Laurianne da Cruz is a Vancouver Campus student in the Master of Public Policy and Administration: Social Change Leadership concentration. Da Cruz wants to advance community psychology-based policies to support mental health among racialised minorities in British Columbia. She has a strong interest in animal welfare, ideation, and environmental justice and recently participated in the World Wildlife Fund’s Designing Change for a Living Planet 2021. She shares her experiences and passion for social change.
I have been a volunteer with the World Wildlife Fund (WWF) because of my passion for animal care and turning sustainable project plans into a reality.
The organisation recently held a virtual event, Canada’s Designing Change for a Living Planet 2021, to engage university students to take conservation action and drive meaningful change. Students needed to design a mobilisation action plan to protect and restore nature in communities where they live, learn, and work.
The team I worked with collaborated on a multipronged approach to ensure the implementation of long-term environmental actions that will advocate for the restoration of the wetlands. We created a mobilisation plan that would lead to conservation actions. Together, we have consolidated our innovative ideas into one tangible solution.
The experience was engaging as I learned from numerous guest speakers, including Ryan Godfrey, a Conservation Researcher at the WWF. The event allowed attendees to ask these great leaders questions, and I was able to gain insight into the action plan my team and I are worked on. This experience further solidified why I volunteer at the WWF: I want to take active steps to support and shape out sustainable initiatives.
In my previous work, I had researched environmental actions and income in Canada as a sociology student in the master’s level program at the University of British Columbia. In this experience, I understood more than ever the behaviours and factors that drive people to engage in environmentally conscious actions and those that do not.

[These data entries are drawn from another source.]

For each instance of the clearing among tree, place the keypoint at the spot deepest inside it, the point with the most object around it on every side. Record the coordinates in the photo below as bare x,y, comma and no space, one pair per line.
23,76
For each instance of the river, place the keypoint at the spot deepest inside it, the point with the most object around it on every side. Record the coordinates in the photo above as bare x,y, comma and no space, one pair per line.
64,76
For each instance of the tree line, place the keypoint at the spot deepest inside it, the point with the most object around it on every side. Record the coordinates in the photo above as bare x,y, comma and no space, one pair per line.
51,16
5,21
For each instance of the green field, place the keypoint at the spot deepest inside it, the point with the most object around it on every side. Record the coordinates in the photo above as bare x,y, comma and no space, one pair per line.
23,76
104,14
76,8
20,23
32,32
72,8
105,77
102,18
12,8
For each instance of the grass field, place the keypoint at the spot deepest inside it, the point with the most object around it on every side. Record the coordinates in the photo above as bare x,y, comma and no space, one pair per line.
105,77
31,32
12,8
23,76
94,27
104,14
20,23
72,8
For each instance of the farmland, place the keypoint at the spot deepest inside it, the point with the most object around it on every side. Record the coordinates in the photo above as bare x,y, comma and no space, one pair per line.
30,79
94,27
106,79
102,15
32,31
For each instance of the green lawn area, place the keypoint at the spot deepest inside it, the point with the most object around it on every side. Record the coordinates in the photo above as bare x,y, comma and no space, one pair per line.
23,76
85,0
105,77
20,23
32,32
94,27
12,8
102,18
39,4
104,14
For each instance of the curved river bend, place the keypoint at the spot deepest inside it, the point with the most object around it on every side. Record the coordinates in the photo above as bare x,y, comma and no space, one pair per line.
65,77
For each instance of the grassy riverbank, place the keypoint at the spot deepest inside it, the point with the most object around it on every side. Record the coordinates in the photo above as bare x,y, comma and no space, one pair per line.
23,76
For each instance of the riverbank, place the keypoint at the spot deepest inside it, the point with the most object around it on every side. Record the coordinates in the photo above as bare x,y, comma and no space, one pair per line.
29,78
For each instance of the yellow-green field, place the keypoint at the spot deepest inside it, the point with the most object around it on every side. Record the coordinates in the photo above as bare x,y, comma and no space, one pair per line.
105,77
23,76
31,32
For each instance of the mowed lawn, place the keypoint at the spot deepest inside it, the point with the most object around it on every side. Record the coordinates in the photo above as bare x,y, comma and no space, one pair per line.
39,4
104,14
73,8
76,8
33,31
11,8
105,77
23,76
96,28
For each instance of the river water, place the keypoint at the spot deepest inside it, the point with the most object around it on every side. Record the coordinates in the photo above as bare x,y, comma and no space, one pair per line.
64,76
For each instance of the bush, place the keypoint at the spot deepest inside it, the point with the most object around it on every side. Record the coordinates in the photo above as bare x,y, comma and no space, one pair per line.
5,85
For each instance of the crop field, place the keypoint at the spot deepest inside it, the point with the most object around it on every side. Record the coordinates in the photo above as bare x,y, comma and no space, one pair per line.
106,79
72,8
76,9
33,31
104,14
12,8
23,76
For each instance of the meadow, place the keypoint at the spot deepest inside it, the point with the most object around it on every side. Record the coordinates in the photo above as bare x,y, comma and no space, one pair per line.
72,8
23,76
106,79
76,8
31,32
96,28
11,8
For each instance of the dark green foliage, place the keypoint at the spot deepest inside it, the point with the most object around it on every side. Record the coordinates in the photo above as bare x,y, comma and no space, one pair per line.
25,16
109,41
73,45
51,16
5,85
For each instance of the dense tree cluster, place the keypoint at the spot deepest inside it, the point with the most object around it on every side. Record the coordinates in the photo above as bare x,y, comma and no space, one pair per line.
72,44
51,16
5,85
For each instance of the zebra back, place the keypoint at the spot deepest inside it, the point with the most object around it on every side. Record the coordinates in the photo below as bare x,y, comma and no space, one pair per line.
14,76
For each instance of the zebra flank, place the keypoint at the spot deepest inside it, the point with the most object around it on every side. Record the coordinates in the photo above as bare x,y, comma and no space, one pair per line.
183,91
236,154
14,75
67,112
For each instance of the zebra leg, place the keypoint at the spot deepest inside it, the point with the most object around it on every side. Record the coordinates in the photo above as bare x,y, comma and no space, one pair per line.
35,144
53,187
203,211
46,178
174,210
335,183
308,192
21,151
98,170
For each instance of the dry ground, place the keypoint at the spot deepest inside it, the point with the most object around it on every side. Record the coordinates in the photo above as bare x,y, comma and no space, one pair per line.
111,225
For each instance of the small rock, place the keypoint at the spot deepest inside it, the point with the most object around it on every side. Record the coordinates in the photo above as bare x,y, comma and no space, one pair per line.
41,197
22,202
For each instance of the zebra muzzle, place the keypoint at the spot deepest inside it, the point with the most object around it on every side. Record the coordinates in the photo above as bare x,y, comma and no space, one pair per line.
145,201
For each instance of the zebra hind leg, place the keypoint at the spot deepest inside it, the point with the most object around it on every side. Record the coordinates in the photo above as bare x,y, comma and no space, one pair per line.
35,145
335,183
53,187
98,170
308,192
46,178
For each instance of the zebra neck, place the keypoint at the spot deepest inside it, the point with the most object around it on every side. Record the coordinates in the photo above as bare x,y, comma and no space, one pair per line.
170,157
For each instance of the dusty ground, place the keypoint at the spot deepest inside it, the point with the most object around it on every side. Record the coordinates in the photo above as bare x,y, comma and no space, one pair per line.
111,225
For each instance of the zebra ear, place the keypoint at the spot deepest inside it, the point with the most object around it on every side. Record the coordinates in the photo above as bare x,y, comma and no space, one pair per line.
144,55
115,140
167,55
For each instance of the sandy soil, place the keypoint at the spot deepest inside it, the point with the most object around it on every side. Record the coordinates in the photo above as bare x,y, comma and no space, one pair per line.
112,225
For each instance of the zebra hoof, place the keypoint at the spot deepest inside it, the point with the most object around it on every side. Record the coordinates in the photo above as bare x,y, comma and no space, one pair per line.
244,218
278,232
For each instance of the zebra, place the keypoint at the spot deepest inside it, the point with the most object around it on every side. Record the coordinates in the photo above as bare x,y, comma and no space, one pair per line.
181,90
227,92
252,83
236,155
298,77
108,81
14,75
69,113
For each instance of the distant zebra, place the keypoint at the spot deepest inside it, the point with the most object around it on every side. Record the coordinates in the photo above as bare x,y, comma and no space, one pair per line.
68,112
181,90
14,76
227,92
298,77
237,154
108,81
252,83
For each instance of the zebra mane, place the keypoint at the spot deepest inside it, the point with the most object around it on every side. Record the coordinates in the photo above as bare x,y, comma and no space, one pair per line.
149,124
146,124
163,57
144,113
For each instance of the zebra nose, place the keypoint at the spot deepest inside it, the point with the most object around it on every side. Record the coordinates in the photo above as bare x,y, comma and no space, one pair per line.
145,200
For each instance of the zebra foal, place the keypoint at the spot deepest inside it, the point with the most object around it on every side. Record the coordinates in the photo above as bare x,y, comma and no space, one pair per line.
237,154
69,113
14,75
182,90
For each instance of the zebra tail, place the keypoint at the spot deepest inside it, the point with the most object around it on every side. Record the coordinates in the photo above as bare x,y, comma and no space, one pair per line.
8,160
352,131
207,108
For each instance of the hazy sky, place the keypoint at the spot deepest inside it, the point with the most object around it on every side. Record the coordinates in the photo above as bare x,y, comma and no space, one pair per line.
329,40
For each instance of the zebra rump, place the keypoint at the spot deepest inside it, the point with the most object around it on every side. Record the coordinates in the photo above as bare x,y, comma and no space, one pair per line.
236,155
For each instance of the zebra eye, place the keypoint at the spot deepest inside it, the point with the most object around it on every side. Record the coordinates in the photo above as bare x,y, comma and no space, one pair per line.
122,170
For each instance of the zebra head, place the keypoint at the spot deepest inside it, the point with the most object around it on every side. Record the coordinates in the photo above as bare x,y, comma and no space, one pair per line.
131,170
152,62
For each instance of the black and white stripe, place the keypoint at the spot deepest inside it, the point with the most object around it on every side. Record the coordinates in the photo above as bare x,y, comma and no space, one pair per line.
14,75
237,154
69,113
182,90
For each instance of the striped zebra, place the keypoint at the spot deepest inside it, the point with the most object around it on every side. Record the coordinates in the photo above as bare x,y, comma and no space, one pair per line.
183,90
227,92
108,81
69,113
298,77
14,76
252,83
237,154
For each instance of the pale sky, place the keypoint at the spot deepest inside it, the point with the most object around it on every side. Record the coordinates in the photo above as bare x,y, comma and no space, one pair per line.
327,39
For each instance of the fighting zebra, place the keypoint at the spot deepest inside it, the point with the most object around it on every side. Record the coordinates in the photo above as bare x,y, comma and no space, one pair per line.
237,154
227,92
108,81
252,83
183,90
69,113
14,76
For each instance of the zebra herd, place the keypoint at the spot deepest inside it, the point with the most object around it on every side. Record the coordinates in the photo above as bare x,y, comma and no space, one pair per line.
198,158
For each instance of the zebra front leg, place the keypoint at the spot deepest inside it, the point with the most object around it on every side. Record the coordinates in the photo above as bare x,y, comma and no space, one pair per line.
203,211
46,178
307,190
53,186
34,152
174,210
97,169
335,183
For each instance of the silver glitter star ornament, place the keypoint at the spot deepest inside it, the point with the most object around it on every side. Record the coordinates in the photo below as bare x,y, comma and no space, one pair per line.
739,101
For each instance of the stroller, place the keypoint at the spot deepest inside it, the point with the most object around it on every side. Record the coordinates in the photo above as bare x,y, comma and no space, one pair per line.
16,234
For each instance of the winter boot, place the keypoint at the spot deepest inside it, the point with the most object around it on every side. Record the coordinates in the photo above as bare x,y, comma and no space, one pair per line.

Environmental justice is a social issue of great importance. In order to effectively tackle the policies, action need to be taken at all levels of government: municipal, provincial, and national. People’s health and livelihoods are left at the mercy of polluters and Indigenous-insensitive federal laws and regulations. Putting national laws and rules to address these environmental injustices is imperative, specifically on a national and international scale.
We have seen short-term fixes that satisfy these polluters’ actions but have not made an impact. Long-term, sustainable changes need to be the aim of our policies. This will be economically beneficial in the long run and ensure the conservation and restoration of the environment of Earth.
My program at Adler University is helping me strengthen my skills as a high-performing professional and enhancing my career plans in international institutions, companies, non-governmental organisations, and various levels of government across the world.
The Master of Public Policy and Administration program provides me with the tools to be an effective policymaker with multidisciplinary policy analysis and design skills and subject-specific expertise in development, sustainability, and global governance, allowing me to correctly navigate in my field and a profession as an international specialist. I will graduate ready to enact policy change in the industry, government, and non-profit organisations at home and anywhere in the world.